“I have a friend who jokes (?) about how this neighborhood is full of yuppie scum like us now.” –From the Denver-based blog, Bird Wanna Whistle

Stop Gentrification
On the walk home I noticed some signs plastered to a dumpster, “Stop Gentrification.” I’ve seen them before and have always intended to explore the topic a little more.
In 2007, a New York Times writer identified gentrification as a leading leitmotif among writers and scholars studying the reshaping of Manhattan. The title of the article was Gentrification as Benign Ethnic Cleansing.
Gentrification, however, is nothing new. In fact, it’s ancient, although the term, derived from words like gentlemen and gentry, was not coined until the 1960s. In a 1998 editorial cartoon the Washington Post’s Tom Toles shed this light:
Gentrification in Oklahoma City: Examining Urban Revitalization in Middle America
It’s 2011, and with Census data now more available, I wonder if we’ll begin to hear more about gentrification in Oklahoma City. Last month, at the Association of American Geographers’ annual meeting in Seattle, Clint Petty of the University of North Texas presented a paper, Gentrification in Oklahoma City: Examining Urban Revitalization in Middle America. I’ve emailed the author for more information. In the meantime, Here is the abstract:
“Gentrification applies not only to the largest and oldest cities; it is a multi-scalar phenomenon playing out in smaller and less prominent settings as well. This study examines temporal changes in property values, demographic characteristics, and types of businesses in the central Oklahoma City area. A major urban revitalization project which began there in 1993 created strong gentrification characteristics near the renewal’s epicenter, the Bricktown entertainment district. Data suggests that several specific neighborhoods in the surrounding area exhibited a rise in property values, an improvement in educational attainment rates, and a shift toward cosmopolitan retail activity. While it is evident that Bricktown has been transformed, the socio-economic traits of surrounding neighborhoods have been altered by the ripple effects of urban renewal.”

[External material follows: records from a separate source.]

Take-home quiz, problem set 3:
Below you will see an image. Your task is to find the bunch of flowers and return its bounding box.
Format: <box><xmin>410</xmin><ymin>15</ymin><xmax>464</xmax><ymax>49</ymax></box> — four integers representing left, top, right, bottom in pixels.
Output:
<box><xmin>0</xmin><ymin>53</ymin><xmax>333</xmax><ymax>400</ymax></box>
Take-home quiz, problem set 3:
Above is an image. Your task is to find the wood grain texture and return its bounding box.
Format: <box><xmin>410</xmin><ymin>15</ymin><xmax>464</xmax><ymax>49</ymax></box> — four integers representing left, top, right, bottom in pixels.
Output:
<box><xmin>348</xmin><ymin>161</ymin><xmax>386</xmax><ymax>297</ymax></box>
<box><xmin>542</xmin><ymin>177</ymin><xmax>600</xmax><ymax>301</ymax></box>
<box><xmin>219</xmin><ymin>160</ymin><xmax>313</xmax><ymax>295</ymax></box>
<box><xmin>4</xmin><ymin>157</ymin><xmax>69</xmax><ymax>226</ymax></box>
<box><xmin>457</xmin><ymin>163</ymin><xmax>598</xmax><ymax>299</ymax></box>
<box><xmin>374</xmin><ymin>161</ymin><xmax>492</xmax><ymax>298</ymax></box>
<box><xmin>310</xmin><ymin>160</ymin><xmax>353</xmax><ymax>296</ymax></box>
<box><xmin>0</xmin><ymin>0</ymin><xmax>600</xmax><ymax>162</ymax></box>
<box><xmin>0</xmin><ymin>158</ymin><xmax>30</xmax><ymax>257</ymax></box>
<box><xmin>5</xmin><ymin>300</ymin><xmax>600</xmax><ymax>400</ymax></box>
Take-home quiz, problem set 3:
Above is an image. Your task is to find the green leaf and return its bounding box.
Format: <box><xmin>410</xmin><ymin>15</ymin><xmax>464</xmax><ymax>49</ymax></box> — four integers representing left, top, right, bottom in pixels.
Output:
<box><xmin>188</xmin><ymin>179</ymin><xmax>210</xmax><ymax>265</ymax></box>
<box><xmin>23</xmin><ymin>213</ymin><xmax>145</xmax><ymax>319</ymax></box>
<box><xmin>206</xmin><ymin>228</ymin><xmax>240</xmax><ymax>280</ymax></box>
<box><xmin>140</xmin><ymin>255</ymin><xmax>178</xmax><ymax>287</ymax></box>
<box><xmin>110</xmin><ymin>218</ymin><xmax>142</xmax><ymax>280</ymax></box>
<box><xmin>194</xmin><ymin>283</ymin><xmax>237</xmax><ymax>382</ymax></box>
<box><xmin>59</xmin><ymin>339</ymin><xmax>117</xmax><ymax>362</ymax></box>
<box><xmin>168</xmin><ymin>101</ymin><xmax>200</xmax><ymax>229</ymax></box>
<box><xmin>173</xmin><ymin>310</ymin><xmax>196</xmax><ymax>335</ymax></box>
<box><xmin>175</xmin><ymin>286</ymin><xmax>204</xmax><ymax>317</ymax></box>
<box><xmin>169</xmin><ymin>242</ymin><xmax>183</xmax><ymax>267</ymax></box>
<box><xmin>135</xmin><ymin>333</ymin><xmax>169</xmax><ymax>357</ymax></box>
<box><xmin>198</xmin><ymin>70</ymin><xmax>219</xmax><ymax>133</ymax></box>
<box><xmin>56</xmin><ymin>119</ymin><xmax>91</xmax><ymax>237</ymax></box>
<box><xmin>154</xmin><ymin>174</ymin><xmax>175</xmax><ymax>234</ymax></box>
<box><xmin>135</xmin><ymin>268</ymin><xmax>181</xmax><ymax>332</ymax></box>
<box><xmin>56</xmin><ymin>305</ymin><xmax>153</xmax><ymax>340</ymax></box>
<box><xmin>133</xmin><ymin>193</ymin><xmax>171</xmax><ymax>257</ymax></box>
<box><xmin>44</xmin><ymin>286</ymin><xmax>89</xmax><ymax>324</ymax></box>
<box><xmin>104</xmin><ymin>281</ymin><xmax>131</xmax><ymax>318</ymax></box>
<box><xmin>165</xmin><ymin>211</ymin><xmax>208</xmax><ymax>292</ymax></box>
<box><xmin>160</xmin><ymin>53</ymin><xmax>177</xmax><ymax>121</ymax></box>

In April, Clybourne Park won the 2011 Pulitzer Prize for drama. The play by Bruce Norris is about race relations and the impact of modern gentrification on one Chicago neighborhood.
What do you think about the gentrification of Oklahoma City neighborhoods? Can you think of examples beyond the Paseo? What about the Plaza District?
I recently moved to the Gatewood neighborhood for the purpose of volunteering at a hospital on 13th. Even after participating in a community walk event to promote safe neighborhoods I quickly felt the dreaded “renter” bias. I have to speak to the “homesteaders” first, they will not speak to you. If I hear or see anything wrong I go outside or call the police, how else do you maintain law and order standards? The people who need to be “looked at” are the property owners, who spray a coat of paint on anything that still resembles a house and charge substantial rents. They need to be constantly held accountable for condition of their properties and any activities that disturb the peace from their tenants.Building permits were still required for renovations the last time I looked. Only when you get these “slum lords” on the same page will you see a cohesive and maybe a friendlier neighborhood.
I used to rent a house in Edgemere in the middle 1980’s. I moved out after a few months because everything that wasn’t locked up tight got stolen. The most notable was a female OCU student, with a very nice car, I caught stealing bricks from my back yard (I had a corner lot) who said that she didn’t realize they belonged to anybody. She got really pissy when I made her put them back and wanted to know why I wasn’t helping her.
The neighborhood, and surrounding neighborhoods look much nice today when I go by to check things out.
That is exactly what I thought: Then what? But, gentrification does make me uneasy. As a homeowner in an urban neighborhood, I want things around me improved. And, then there’s the gas station someone painted super bright blue. Some community organizers – all white of course – asked him to please paint it a different color. It was ugly, and I would like for him to have used a different color, but…If I’d wanted to live in Edmond, I would have moved there. So, when were you at OCU? My husband graduated from there in 1988.
A little after that — from 2000-2005. I worked in the chapel basement; there’s a building that could be urban renewed with few regrets 😉
In ’88 I was still a reporter in El Reno, which does not have a gentrification problem…
Well, I don’t think about it as much as when I worked at OCU and lived at 30th and Villa…
But my drive to work showed the differences in rehabbed and non-rehabbed areas starkly. The south side of 30th was dotted with rehabbed houses from the folks spreading out of the Shepherd Hills neighborhood, but the north side was still very run down, especially east of Youngs Blvd.. Then once you were east of Pennsylvania, things looked very dicey pretty much all the way through Classen.
Our campus ministry did a lot of work with Gatewood Elementary, so we saw a mixed group of kids from that district, which was gentrifying.
The signs make me laugh. “Stop gentrification.” And then what? Leave the area to keep running down until it’s nothing but blight and our very own version of Hunts Point? Or we could also ask how? Prohibit people from buying or selling property in an area? The lawyers salivate. Someone who wants to stop an area from gentrifying needs to cough up the money to buy the property to prevent the change they don’t want to see.